Trucks with aid are heading to the north of Syria, but much more is needed

To the north of Syria affected by the devastating earthquake, 14 trucks with humanitarian aid have crossed the Syrian-Turkish border today. This was reported by the Reuters agency with reference to the International Organization for Migration (IOM). Rescue workers from the White Helmets organization severely criticized the pace of aid to Syria today. Meanwhile, the Syrian government has approved the delivery of humanitarian aid to opposition-held areas.

“The convoy is carrying electric heaters, tents, blankets and other items to help people displaced by the catastrophic earthquake,” IOM spokesman Paul Dillon said. He added that aid is going to the Idlib region.

According to the White Helmets, which operate in regions controlled by the rebels, the aid is still insufficient. The reaction of the UN, which it says should apologize to the Syrian people, was even described by the organization as catastrophic. “We have a huge shortage of equipment and fuel to operate tools, ambulances and cars,” a White Helmets official told the BBC. According to him, there were voices coming from the rubble of houses at the beginning, but they slowly died down and no help arrived.

The area under the control of Syrian rebels, according to the White Helmets, has not received any aid since the earthquake until today, except for six trucks that arrived on Thursday . However, according to the organization, they were part of a convoy that was not related to the earthquake and was only delayed because of it.
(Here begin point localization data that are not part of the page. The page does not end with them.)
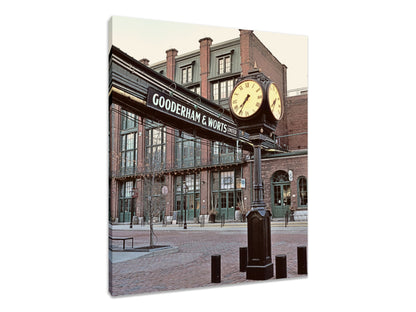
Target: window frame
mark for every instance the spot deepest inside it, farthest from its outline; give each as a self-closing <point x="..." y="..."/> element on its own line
<point x="300" y="199"/>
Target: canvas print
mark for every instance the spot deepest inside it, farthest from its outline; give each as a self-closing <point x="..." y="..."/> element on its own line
<point x="208" y="156"/>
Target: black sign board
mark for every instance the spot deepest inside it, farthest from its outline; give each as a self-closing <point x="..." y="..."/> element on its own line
<point x="188" y="113"/>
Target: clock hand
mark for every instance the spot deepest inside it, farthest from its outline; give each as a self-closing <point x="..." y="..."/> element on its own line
<point x="241" y="106"/>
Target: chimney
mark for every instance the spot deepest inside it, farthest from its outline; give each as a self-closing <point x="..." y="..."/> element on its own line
<point x="204" y="60"/>
<point x="245" y="42"/>
<point x="171" y="63"/>
<point x="144" y="61"/>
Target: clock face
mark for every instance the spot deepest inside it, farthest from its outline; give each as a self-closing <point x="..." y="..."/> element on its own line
<point x="275" y="101"/>
<point x="246" y="98"/>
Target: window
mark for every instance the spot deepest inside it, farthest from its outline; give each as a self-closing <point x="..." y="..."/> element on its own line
<point x="302" y="192"/>
<point x="191" y="196"/>
<point x="226" y="195"/>
<point x="196" y="89"/>
<point x="187" y="74"/>
<point x="128" y="120"/>
<point x="128" y="153"/>
<point x="224" y="64"/>
<point x="155" y="145"/>
<point x="125" y="201"/>
<point x="224" y="153"/>
<point x="222" y="89"/>
<point x="187" y="150"/>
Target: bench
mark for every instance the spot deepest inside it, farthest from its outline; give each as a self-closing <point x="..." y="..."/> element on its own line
<point x="123" y="239"/>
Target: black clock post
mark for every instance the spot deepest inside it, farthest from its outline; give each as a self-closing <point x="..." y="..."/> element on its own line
<point x="259" y="262"/>
<point x="257" y="122"/>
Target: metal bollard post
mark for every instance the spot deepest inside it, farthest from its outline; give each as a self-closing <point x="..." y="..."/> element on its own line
<point x="281" y="266"/>
<point x="216" y="269"/>
<point x="302" y="263"/>
<point x="243" y="259"/>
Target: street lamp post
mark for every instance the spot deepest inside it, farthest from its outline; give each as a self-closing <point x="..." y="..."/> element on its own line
<point x="185" y="188"/>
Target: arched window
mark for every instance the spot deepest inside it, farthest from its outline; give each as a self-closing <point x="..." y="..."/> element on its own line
<point x="302" y="192"/>
<point x="280" y="176"/>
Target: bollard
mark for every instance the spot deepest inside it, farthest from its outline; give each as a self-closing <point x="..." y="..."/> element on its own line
<point x="243" y="259"/>
<point x="216" y="269"/>
<point x="281" y="266"/>
<point x="302" y="264"/>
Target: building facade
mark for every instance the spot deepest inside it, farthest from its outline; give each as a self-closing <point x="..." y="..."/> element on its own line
<point x="166" y="174"/>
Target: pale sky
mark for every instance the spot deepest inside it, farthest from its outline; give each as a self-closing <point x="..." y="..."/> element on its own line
<point x="144" y="38"/>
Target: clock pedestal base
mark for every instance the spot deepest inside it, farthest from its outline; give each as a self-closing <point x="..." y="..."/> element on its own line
<point x="259" y="264"/>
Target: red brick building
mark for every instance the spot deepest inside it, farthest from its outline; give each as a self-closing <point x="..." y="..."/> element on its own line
<point x="157" y="170"/>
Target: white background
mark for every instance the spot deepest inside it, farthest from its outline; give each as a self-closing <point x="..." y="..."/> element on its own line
<point x="361" y="175"/>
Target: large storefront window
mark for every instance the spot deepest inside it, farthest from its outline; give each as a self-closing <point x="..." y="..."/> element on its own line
<point x="125" y="205"/>
<point x="155" y="146"/>
<point x="223" y="153"/>
<point x="128" y="120"/>
<point x="128" y="153"/>
<point x="189" y="197"/>
<point x="154" y="202"/>
<point x="226" y="193"/>
<point x="302" y="192"/>
<point x="187" y="150"/>
<point x="281" y="194"/>
<point x="128" y="143"/>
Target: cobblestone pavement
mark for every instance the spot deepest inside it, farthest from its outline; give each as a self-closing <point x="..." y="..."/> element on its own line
<point x="189" y="265"/>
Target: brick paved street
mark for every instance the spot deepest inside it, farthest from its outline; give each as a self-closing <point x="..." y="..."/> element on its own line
<point x="189" y="264"/>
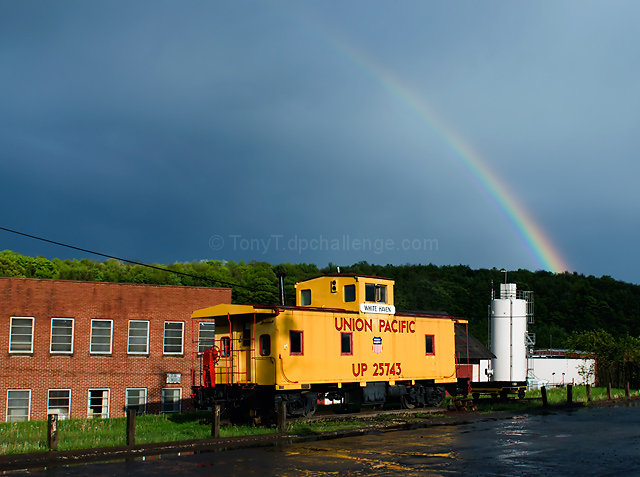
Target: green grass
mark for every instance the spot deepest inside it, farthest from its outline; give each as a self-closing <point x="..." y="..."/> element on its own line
<point x="31" y="436"/>
<point x="555" y="397"/>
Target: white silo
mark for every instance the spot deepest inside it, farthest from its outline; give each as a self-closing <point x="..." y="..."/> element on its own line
<point x="508" y="321"/>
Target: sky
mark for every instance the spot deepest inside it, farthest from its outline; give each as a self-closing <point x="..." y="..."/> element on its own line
<point x="491" y="134"/>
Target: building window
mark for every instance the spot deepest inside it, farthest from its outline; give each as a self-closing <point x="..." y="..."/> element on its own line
<point x="375" y="293"/>
<point x="265" y="345"/>
<point x="171" y="399"/>
<point x="349" y="293"/>
<point x="61" y="335"/>
<point x="305" y="297"/>
<point x="59" y="403"/>
<point x="18" y="404"/>
<point x="429" y="345"/>
<point x="21" y="335"/>
<point x="101" y="334"/>
<point x="137" y="399"/>
<point x="98" y="403"/>
<point x="346" y="343"/>
<point x="225" y="346"/>
<point x="173" y="337"/>
<point x="206" y="335"/>
<point x="296" y="343"/>
<point x="138" y="337"/>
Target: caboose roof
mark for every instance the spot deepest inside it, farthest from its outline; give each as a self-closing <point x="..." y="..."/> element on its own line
<point x="271" y="310"/>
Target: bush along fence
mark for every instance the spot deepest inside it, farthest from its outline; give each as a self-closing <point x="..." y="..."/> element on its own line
<point x="54" y="436"/>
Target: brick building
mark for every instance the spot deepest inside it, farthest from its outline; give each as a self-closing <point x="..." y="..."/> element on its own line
<point x="90" y="349"/>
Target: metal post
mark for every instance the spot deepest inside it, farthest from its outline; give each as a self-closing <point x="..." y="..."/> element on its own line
<point x="52" y="431"/>
<point x="282" y="416"/>
<point x="131" y="426"/>
<point x="215" y="425"/>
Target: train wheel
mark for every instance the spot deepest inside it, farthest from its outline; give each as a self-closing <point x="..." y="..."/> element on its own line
<point x="404" y="401"/>
<point x="434" y="395"/>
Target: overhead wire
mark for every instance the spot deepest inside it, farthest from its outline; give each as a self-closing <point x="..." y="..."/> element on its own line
<point x="134" y="262"/>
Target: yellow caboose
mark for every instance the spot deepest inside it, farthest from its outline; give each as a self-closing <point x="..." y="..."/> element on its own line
<point x="344" y="340"/>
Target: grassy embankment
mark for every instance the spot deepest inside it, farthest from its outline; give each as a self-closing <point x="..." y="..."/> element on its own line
<point x="555" y="397"/>
<point x="31" y="436"/>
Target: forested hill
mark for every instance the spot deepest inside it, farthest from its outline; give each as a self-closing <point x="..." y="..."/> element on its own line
<point x="563" y="302"/>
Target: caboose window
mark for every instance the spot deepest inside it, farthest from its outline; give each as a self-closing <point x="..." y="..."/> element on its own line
<point x="346" y="342"/>
<point x="225" y="346"/>
<point x="295" y="343"/>
<point x="305" y="297"/>
<point x="375" y="293"/>
<point x="349" y="293"/>
<point x="381" y="295"/>
<point x="265" y="345"/>
<point x="429" y="345"/>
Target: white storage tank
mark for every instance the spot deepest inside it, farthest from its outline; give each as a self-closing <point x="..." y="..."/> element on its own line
<point x="509" y="335"/>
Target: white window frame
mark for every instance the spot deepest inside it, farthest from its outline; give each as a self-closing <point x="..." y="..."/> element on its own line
<point x="203" y="342"/>
<point x="179" y="400"/>
<point x="72" y="336"/>
<point x="49" y="408"/>
<point x="146" y="351"/>
<point x="91" y="351"/>
<point x="102" y="415"/>
<point x="164" y="342"/>
<point x="11" y="334"/>
<point x="28" y="406"/>
<point x="143" y="407"/>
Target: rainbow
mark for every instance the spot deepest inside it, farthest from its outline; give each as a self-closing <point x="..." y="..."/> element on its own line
<point x="536" y="241"/>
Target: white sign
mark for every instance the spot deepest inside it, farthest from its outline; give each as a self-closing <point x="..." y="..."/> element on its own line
<point x="376" y="308"/>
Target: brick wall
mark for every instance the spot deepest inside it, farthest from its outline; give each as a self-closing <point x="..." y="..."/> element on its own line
<point x="80" y="371"/>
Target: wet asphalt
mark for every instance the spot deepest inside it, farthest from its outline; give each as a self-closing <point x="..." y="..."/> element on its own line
<point x="603" y="441"/>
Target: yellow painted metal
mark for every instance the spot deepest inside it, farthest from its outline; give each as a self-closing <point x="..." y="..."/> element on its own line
<point x="401" y="355"/>
<point x="329" y="291"/>
<point x="226" y="309"/>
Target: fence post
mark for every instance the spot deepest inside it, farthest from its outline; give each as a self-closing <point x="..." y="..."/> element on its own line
<point x="215" y="425"/>
<point x="52" y="431"/>
<point x="131" y="426"/>
<point x="282" y="416"/>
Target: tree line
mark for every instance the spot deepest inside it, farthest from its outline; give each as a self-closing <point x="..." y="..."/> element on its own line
<point x="565" y="304"/>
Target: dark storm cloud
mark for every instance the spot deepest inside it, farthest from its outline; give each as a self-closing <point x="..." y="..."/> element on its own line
<point x="144" y="129"/>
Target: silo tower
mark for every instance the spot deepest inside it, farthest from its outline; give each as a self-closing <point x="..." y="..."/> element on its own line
<point x="509" y="314"/>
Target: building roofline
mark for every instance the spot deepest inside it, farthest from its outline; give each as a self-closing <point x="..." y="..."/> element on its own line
<point x="62" y="280"/>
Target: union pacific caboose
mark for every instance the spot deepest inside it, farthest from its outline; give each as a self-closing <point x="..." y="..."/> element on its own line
<point x="344" y="340"/>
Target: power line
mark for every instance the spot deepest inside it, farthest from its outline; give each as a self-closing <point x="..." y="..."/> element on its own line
<point x="134" y="262"/>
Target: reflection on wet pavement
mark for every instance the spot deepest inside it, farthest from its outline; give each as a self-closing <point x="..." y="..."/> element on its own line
<point x="584" y="442"/>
Meanwhile, the World Food Program (WFP) warned it was running out of supplies in northwest Syria and called for more border crossings from Turkey to be opened. According to the WFP, around 90 percent of the population in the area now needs humanitarian aid.

The Syrian government said this afternoon that it agrees to provide aid to areas under opposition control. Aid will be distributed in cooperation with the United Nations, the International Committee of the Red Cross and the Syrian Arab Red Crescent, Syrian state media wrote according to Reuters.

The UN High Commissioner for Human Rights, Volker Türk, called on Twitter today for an immediate ceasefire in Syria and “full respect for human rights and humanitarian law obligations so that aid reaches everyone”.

According to Reuters, Ankara is considering opening a border crossing to the Syrian area controlled by anti-government rebels and to that under the control of President Bashar al-Assad's regime. Only one border crossing between Turkey and the opposition-held part of Syria is now open, and even that was closed for 72 hours after the tremors. Aid has been slow to flow since it opened, partly because of destroyed roads.

Turkey and Syria cut diplomatic ties when Assad began brutally suppressing an uprising against his autocratic rule in 2011. Because of this, millions of people fled the country to neighboring Turkey.

The approach to the Assad regime was also temporarily changed by the United States, which eased sanctions so that humanitarian aid could be sent to Syria. The U.S. Treasury Department has authorized for 180 days all transactions for earthquake relief that would otherwise be prohibited.